Sein Austausch fand also am 25. Januar 1993 statt. Frühmorgens kam ein serbischer Soldat in seine Wohnung und sagte, dass er ihn gegen seine Eltern tauschen wolle, die von der bosniakischen Seite gefangen gehalten wurden. Jasmin hatte fünf Minuten Zeit, einen Beutel mit Klamotten und Spielsachen für seine Kinder zu packen, dann machten sie sich auf den Weg nach Kasatići.
In Kasatići angekommen, musste er auf seine Freilassung noch mehr als zwei Stunden warten, weil die bosniakischen Soldaten deutlich später kamen als verabredet. Es waren Stunden der Hoffnung und Angst, denn die serbischen Soldaten wurden immer nervöser, erzählt Jasmin. Einer habe vorgeschlagen, die Gefangenen zu erschießen und so schnell wie möglich wieder zu verschwinden. Der Anführer habe diesen Soldaten aber zurechtgewiesen, so dass alle weiter warteten, bis die Bosniaken endlich kamen.
Auch für Jasmin war es nie von Bedeutung, welcher Nationalität Menschen sind. So haben es ihm seine Eltern beigebracht. “Die Nationalität oder Religionszugehörigkeit eines Menschen ist nicht das, was ihn zu einem guten oder schlechten Menschen macht“, sagt er. Jasmins Mutter ist orthodoxe Christin, sein Vater Moslem. Er selbst ist Atheist. Regelmäßig besucht er Freunde und Verwandte in Serbien, Makedonien und Kroatien. Sein Patenkind ist ein Kroate, der in Montenegro lebt und mit einer Serbin verheiratet ist. “So habe ich immer gelebt.”

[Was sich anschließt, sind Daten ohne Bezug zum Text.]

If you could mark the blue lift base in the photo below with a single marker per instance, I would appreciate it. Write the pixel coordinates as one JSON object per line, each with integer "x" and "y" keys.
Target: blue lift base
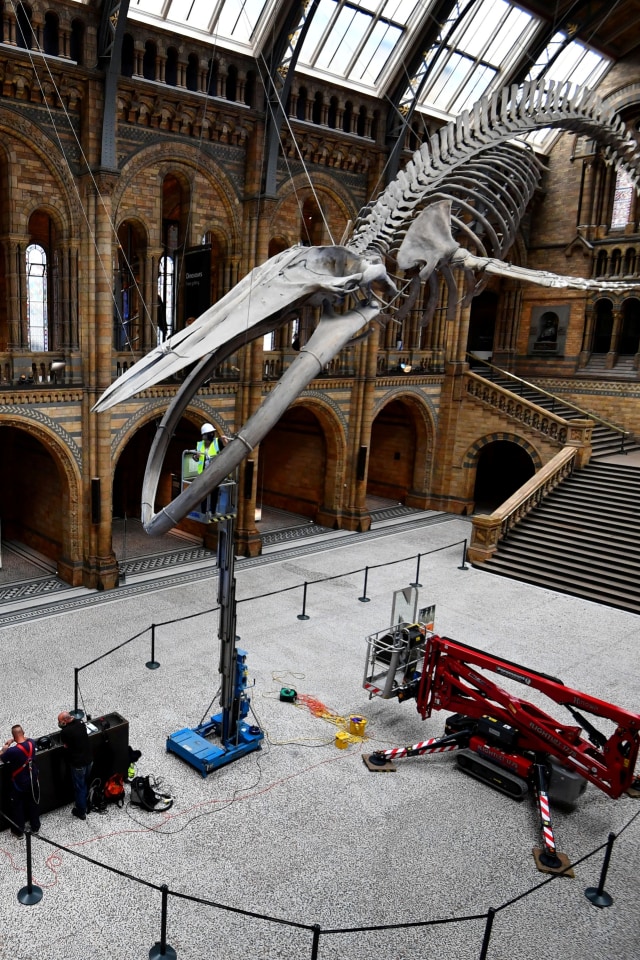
{"x": 190, "y": 745}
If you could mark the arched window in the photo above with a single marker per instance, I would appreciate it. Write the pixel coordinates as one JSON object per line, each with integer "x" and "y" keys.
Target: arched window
{"x": 301, "y": 105}
{"x": 231, "y": 90}
{"x": 630, "y": 262}
{"x": 149, "y": 61}
{"x": 616, "y": 262}
{"x": 37, "y": 310}
{"x": 127, "y": 56}
{"x": 212, "y": 78}
{"x": 622, "y": 200}
{"x": 171, "y": 67}
{"x": 250, "y": 89}
{"x": 77, "y": 41}
{"x": 601, "y": 264}
{"x": 317, "y": 108}
{"x": 332, "y": 116}
{"x": 24, "y": 30}
{"x": 347, "y": 117}
{"x": 361, "y": 127}
{"x": 166, "y": 297}
{"x": 192, "y": 72}
{"x": 50, "y": 35}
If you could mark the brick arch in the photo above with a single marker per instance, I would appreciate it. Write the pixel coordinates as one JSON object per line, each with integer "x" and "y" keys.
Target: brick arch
{"x": 332, "y": 196}
{"x": 47, "y": 150}
{"x": 470, "y": 459}
{"x": 139, "y": 225}
{"x": 424, "y": 421}
{"x": 627, "y": 95}
{"x": 196, "y": 413}
{"x": 48, "y": 434}
{"x": 177, "y": 158}
{"x": 335, "y": 436}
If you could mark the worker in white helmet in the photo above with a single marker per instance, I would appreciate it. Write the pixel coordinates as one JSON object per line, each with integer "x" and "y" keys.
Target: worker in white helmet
{"x": 208, "y": 446}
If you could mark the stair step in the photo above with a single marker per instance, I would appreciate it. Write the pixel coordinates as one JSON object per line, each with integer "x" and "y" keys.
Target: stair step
{"x": 572, "y": 562}
{"x": 596, "y": 540}
{"x": 583, "y": 513}
{"x": 595, "y": 592}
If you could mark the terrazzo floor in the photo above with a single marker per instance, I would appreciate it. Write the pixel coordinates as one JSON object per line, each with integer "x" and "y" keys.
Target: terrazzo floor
{"x": 299, "y": 840}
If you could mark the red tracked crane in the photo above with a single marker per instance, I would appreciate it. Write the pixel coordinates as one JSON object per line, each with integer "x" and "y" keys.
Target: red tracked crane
{"x": 503, "y": 739}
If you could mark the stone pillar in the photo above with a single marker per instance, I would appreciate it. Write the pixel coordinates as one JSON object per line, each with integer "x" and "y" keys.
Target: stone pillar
{"x": 15, "y": 247}
{"x": 101, "y": 568}
{"x": 612, "y": 355}
{"x": 354, "y": 514}
{"x": 587, "y": 336}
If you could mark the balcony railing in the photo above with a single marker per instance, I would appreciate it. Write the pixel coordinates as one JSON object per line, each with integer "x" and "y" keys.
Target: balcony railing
{"x": 489, "y": 529}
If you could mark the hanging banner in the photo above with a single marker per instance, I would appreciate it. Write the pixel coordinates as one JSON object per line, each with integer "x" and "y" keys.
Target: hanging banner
{"x": 197, "y": 281}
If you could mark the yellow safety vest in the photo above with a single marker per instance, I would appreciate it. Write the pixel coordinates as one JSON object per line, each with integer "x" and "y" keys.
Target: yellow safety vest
{"x": 206, "y": 451}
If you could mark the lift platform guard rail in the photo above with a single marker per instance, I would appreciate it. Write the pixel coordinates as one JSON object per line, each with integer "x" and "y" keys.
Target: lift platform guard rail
{"x": 503, "y": 739}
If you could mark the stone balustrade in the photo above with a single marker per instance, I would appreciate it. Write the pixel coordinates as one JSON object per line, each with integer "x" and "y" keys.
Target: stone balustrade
{"x": 489, "y": 529}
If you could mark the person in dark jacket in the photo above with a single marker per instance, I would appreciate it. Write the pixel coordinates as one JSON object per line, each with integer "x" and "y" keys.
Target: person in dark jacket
{"x": 19, "y": 754}
{"x": 75, "y": 738}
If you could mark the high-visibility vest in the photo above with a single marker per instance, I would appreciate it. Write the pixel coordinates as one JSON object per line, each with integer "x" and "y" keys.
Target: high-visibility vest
{"x": 206, "y": 451}
{"x": 28, "y": 754}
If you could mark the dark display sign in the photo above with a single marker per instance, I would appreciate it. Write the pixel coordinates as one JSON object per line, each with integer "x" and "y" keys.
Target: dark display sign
{"x": 197, "y": 281}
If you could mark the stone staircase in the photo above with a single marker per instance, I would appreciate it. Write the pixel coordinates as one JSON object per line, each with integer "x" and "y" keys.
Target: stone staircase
{"x": 584, "y": 537}
{"x": 604, "y": 440}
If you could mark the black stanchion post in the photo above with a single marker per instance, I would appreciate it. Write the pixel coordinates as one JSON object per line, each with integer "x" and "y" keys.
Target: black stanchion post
{"x": 30, "y": 894}
{"x": 364, "y": 598}
{"x": 417, "y": 580}
{"x": 316, "y": 941}
{"x": 487, "y": 933}
{"x": 76, "y": 712}
{"x": 153, "y": 663}
{"x": 598, "y": 895}
{"x": 160, "y": 950}
{"x": 303, "y": 615}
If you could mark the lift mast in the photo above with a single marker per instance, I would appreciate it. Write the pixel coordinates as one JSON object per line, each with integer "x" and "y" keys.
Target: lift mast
{"x": 236, "y": 737}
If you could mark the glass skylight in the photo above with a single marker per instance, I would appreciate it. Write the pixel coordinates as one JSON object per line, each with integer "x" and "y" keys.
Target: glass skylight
{"x": 486, "y": 41}
{"x": 361, "y": 44}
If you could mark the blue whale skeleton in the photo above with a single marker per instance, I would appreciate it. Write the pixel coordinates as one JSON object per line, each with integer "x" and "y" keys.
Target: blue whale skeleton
{"x": 470, "y": 182}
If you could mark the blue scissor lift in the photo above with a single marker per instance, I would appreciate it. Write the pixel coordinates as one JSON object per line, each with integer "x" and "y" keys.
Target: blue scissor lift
{"x": 229, "y": 727}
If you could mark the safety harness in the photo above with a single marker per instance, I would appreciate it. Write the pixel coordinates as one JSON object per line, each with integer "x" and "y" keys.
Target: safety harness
{"x": 28, "y": 762}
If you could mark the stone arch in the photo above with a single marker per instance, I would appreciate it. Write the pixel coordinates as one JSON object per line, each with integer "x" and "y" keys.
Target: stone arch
{"x": 159, "y": 159}
{"x": 424, "y": 423}
{"x": 472, "y": 455}
{"x": 470, "y": 459}
{"x": 132, "y": 444}
{"x": 318, "y": 418}
{"x": 335, "y": 200}
{"x": 34, "y": 140}
{"x": 334, "y": 429}
{"x": 196, "y": 413}
{"x": 67, "y": 458}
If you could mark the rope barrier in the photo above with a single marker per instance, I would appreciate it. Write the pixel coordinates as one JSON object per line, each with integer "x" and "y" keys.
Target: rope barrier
{"x": 32, "y": 895}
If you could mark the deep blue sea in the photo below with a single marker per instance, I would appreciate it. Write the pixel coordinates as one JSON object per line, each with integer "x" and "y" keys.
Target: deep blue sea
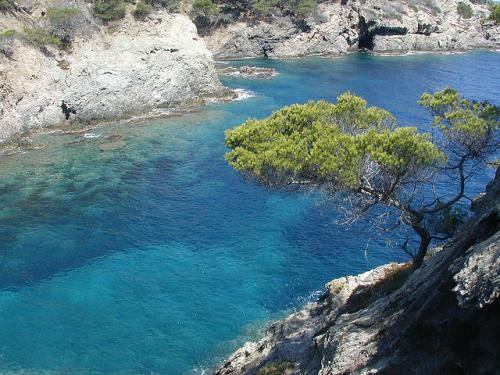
{"x": 145, "y": 253}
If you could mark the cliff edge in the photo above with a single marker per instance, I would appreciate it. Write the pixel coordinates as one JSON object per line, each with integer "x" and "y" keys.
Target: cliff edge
{"x": 337, "y": 27}
{"x": 443, "y": 318}
{"x": 108, "y": 72}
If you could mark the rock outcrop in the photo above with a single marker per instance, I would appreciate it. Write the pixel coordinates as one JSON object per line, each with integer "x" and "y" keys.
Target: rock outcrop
{"x": 443, "y": 318}
{"x": 338, "y": 27}
{"x": 109, "y": 73}
{"x": 249, "y": 72}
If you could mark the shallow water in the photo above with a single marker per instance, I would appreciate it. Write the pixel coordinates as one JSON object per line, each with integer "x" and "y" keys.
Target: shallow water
{"x": 135, "y": 249}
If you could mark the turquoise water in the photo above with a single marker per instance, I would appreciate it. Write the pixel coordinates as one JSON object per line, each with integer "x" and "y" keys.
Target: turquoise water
{"x": 145, "y": 253}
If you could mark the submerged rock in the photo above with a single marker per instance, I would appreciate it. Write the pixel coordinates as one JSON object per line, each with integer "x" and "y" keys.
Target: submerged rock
{"x": 344, "y": 26}
{"x": 132, "y": 69}
{"x": 443, "y": 318}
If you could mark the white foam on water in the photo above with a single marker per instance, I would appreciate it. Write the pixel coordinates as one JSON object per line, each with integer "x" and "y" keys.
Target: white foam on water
{"x": 91, "y": 135}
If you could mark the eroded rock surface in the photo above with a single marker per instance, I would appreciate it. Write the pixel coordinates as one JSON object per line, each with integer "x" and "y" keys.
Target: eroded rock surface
{"x": 249, "y": 72}
{"x": 338, "y": 27}
{"x": 132, "y": 68}
{"x": 442, "y": 319}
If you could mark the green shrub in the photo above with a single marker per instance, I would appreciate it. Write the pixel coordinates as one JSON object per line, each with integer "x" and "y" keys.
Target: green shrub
{"x": 264, "y": 7}
{"x": 205, "y": 8}
{"x": 64, "y": 23}
{"x": 299, "y": 8}
{"x": 41, "y": 37}
{"x": 7, "y": 34}
{"x": 464, "y": 10}
{"x": 59, "y": 16}
{"x": 277, "y": 368}
{"x": 302, "y": 8}
{"x": 495, "y": 12}
{"x": 6, "y": 4}
{"x": 109, "y": 10}
{"x": 6, "y": 39}
{"x": 142, "y": 9}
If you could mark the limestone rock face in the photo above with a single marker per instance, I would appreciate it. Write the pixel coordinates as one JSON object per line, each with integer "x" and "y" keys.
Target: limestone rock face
{"x": 382, "y": 26}
{"x": 443, "y": 318}
{"x": 137, "y": 67}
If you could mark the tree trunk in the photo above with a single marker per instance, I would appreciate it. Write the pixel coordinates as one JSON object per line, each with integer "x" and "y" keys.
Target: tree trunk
{"x": 425, "y": 241}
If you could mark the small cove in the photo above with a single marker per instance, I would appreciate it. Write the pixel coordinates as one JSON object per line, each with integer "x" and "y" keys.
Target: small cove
{"x": 137, "y": 250}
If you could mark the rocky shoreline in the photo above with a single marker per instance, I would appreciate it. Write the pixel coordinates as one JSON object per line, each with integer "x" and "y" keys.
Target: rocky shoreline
{"x": 131, "y": 67}
{"x": 136, "y": 68}
{"x": 440, "y": 319}
{"x": 339, "y": 27}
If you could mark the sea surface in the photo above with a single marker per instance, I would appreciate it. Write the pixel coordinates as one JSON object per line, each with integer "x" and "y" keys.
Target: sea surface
{"x": 135, "y": 249}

Im Video vom Austausch sind vor allem zwei Soldaten zu sehen, die verhandeln: Ein serbischer Soldat mit schwarzem Stirnband und ein bosniakischer Soldat mit grünem Stirnband. Der Serbe heißt Goran Krstić und lebt heute als Taxi-Fahrer in der Stadt Gradiška. Der Bosniake hieß Elvir Ejubović. Er wurde eine Woche nach dem Austausch von einem Scharfschützen erschossen auf dem Rückweg von einem weiteren Gefangenenaustausch, der im Video angebahnt und vorbereitet wurde.
Dennoch ist der Austausch von Kasatići einer, der gelang und Leben rettete. „Ein Happy End inmitten eines brutalen Kriegs“, sagt Emir Morina. Er hat das Video vor zwei Jahren auf Youtube hochgeladen, um der jüngeren Generation von der Sinnlosigkeit des Krieges zu berichten.